Delivering judgment on Friday, Justice Ladiran Akintola upheld the convention in its entirety, ruling that it was conducted in full compliance with the relevant constitutional and statutory provisions governing party elections in Nigeria.

The decision marked a significant legal victory for the party’s leadership and brought clarity to the dispute surrounding the convention’s legitimacy.

The ruling followed an amended originating summons filed by Misibau Adetunmbi (SAN) on behalf of the claimant, Folahan Malomo Adelabi, in Suit No. I/1336/2025.

In a comprehensive judgment, the court granted all 13 reliefs sought by the claimant, effectively endorsing the processes and outcomes of the Ibadan convention.

Justice Akintola held that the convention, organised by the recognised leadership of the party, satisfied all laid-down legal requirements as stipulated in the 1999 Constitution of the Federal Republic of Nigeria, the Electoral Act 2022 (as amended), and the relevant provisions of the Electoral Act 2026.

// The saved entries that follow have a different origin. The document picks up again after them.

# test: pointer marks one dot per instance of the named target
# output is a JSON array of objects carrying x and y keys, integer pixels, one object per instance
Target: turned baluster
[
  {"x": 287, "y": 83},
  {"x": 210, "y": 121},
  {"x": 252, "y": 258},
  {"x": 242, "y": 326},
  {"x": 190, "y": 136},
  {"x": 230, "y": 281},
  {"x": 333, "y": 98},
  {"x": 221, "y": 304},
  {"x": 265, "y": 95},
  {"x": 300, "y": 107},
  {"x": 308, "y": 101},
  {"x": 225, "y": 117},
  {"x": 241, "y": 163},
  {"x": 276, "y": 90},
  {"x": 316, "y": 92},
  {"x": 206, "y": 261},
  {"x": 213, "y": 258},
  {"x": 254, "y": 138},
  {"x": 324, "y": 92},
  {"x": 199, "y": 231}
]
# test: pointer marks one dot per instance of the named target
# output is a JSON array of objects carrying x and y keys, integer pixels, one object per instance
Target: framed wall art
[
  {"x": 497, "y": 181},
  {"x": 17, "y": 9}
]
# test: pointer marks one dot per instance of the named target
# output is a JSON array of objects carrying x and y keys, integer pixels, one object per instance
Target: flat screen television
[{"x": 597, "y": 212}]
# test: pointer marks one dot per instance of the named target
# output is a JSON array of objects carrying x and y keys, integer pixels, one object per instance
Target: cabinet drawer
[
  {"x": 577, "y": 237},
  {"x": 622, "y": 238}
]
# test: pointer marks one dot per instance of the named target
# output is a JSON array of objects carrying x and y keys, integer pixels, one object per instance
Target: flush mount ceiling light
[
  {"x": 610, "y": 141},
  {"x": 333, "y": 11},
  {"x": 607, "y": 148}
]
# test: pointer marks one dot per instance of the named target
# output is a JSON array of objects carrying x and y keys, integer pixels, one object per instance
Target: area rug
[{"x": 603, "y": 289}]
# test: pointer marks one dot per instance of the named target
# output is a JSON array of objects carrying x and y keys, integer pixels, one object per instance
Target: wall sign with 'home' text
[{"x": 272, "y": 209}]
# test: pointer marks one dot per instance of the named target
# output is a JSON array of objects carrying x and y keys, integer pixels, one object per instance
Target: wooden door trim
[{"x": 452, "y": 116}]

The court found no breach of due process or statutory non-compliance in the conduct of the exercise.

In the same proceedings, the court dismissed the Motion on Notice seeking a stay of proceedings and suspension of the ruling, filed by Sunday Ibrahim (SAN) on behalf of Austin Nwachukwu and two others. The applications were described as lacking merit.

Earlier in the proceedings, the court had also rejected a bid by Ibrahim to have his clients joined in the suit.

Justice Akintola ruled at the time that the joinder application was unsubstantiated and consequently dismissed it.